Orlando Sentinel’s Track
Record With Endorsements
In a clear bid to counter President Trump’s reelection launch in Orlando this past Tuesday, the Orlando Sentinel newspaper took the unusual step of announcing its early endorsement for the 2020 presidential race – a candidate who is not Trump.
“We’re here to announce our endorsement for president in 2020, or, at least, who we’re not endorsing: Donald Trump,” the newspaper stated in a staff editorial before Trump’s Democratic challenger is even determined. “The nation must endure another 1½ years of Trump. But it needn’t suffer another four beyond that. We can do better. We have to do better.”
The newspaper decision set of a flurry of anti-Trump news media headlines just as Trump supporters started camping out near Orlando’s Amway Center some 40 hours before Tuesday’s campaign rally to officially kickoff Trump’s re-election bid. Trump tweeted on Monday that the campaign was contending with more than 100,000 ticket requests for an arena that only seats 20,000 people.

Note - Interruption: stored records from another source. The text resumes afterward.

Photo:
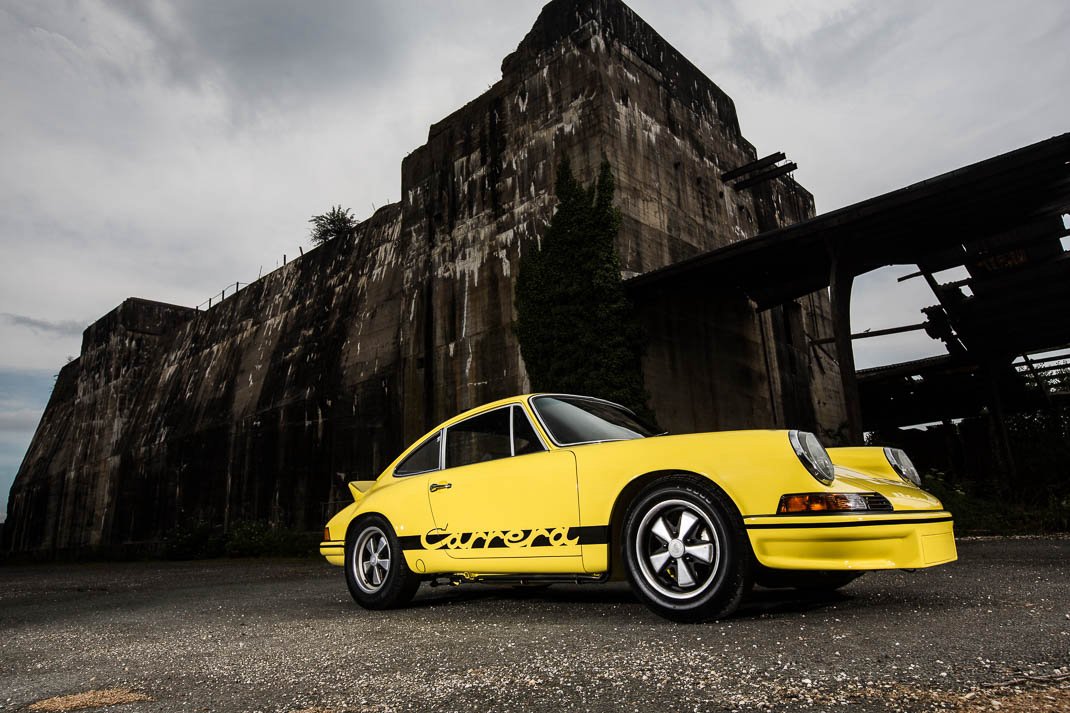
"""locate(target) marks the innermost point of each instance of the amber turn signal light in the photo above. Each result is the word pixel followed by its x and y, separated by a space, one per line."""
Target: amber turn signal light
pixel 818 502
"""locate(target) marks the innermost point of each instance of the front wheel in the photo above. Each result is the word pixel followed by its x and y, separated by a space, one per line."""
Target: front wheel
pixel 376 571
pixel 685 550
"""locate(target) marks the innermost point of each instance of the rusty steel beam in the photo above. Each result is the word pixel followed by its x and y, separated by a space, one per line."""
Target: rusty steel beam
pixel 753 166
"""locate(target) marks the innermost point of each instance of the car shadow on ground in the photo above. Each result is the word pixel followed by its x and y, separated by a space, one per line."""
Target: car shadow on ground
pixel 760 603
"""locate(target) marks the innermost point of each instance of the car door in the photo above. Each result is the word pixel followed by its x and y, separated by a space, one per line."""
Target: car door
pixel 503 495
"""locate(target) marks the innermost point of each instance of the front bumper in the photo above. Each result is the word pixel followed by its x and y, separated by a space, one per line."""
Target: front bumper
pixel 887 541
pixel 334 550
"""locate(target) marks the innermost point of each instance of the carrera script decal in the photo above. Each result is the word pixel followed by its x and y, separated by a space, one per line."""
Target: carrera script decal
pixel 439 539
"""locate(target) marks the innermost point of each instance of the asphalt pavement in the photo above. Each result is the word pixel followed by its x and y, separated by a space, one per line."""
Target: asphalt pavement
pixel 990 632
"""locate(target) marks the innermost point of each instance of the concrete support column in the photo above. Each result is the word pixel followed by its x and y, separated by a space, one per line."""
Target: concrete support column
pixel 841 281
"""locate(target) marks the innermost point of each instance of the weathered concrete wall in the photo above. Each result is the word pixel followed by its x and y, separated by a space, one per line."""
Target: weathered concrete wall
pixel 262 407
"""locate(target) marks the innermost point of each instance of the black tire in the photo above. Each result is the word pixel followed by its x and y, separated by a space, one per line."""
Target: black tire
pixel 376 572
pixel 816 581
pixel 700 574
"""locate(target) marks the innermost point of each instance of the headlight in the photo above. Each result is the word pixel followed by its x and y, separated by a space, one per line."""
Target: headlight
pixel 813 455
pixel 901 464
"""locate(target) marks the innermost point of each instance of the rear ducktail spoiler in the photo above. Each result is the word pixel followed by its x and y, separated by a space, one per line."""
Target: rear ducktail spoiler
pixel 358 488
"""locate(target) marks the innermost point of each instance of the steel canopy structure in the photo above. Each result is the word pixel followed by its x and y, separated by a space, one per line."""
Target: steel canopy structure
pixel 1002 220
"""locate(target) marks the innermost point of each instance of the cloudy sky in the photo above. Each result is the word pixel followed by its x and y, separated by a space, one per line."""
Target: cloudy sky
pixel 167 149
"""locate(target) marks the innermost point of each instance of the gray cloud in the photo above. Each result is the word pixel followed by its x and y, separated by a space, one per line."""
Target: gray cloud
pixel 65 328
pixel 166 149
pixel 275 52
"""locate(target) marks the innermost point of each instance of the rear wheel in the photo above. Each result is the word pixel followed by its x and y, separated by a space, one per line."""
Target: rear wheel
pixel 376 571
pixel 685 550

The Orlando Sentinel is the same newspaper that in 2018 endorsed radical leftist Andrew Gillum for governor and Democrat Bill Nelson for senate. Both candidates lost to Republicans Ron DeSantis and Rock Scott respectively.
During the midterm election, this reporter documented Gillum’s deep ties to and repeated promotion of the Israel boycott-promoting, anti-patriotic and anti-police Dream Defenders organization, which he refused to disavow despite its anti-Israel activism.
Besides actively promoting BDS, the Gillum-promoted Dream Defenders compiled an education tool for U.S. teachers that glorifies the Popular Front for the Liberation of Palestine (PFLP), a deadly terrorist organization. The project, which claims to be compatible with common core, pushes “rebellion” and educates students on the PFLP’s goal, which is posted on Dream Defenders stationary and quite literally calls for “the destruction of the Zionist state.”
Obama State Department Staffer’s
Connection to the Steele Dossier
While he was an official at the Obama State Department, staffer Jonathan M. Winer facilitated a meeting between anti-Trump dossier author Christopher Steele and the senior director of a firm that did extensive pro bono work for the Clinton Global Initiative.
A second introduction was made to an executive from a strategic advisory firm founded by Bill Clinton’s first White House chief of staff who later served as Clinton’s counselor.
Winer made the introductions in question and also attempted to facilitate a series of other meetings for Steele utilizing his official State Department email address, as documented by emails obtained in a joint lawsuit by Judicial Watch and The Daily Caller News Foundation and reviewed in full by this reporter.
After his name surfaced in news media reports related to probes by House Republicans into the dossier last year, Winer authored a Washington Post op-ed in which he conceded that while he was working at the State Department he exchanged documents and information with dossier author Steele.
Winer further acknowledged that while at the State Department, he shared anti-Trump material with Steele passed to him by longtime Clinton confidant Sidney Blumenthal, whom Winer described as an “old friend.” Winer wrote that the material from Blumenthal – which Winer in turn gave to Steele – originated with Cody Shearer, who is a controversial figure long tied to various Clinton scandals.
Steele was commissioned to produce the dossier by the controversial Fusion GPS opposition research firm, which was paid for its anti-Trump work by Hillary Clinton’s 2016 presidential campaign and the Democratic National Committee.
FBI Agents Were Unhappy that Comey
Recommended Against Charging Hilary Clinton
Former acting FBI director Andrew McCabe lent some credibility to a previous White House claim that some FBI personnel were upset over the agency’s decision, under the leadership of disgraced ex-FBI Director James Comey, not to charge Hillary Clinton in the criminal probe of her private email server use.
The claim that some FBI rank-and-file workers lost confidence in Comey following his infamous press conference announcing that no charges would be brought has been in dispute.
Yet in largely unreported testimony before the House Judiciary Committee on December 21, 2017, McCabe confirmed that some FBI personnel were “surprised” and “frustrated” with the result of the Clinton email case as announced by Comey. A transcript of McCabe’s testimony was released three weeks ago by House Judiciary Committee Ranking Member Doug Collins, R-Ga.
The White House official who took the most flack for saying that FBI agents were upset over the case was undoubtedly White House press secretary Sarah Huckabee Sanders, who made a statement to that effect to reporters on May 10, 2017.
“Most importantly, the rank-and-file of the FBI had lost confidence in Comey,” she said, discussing Comey’s loss of credibility. “We’ve heard from countless members of the FBI that say very different things.”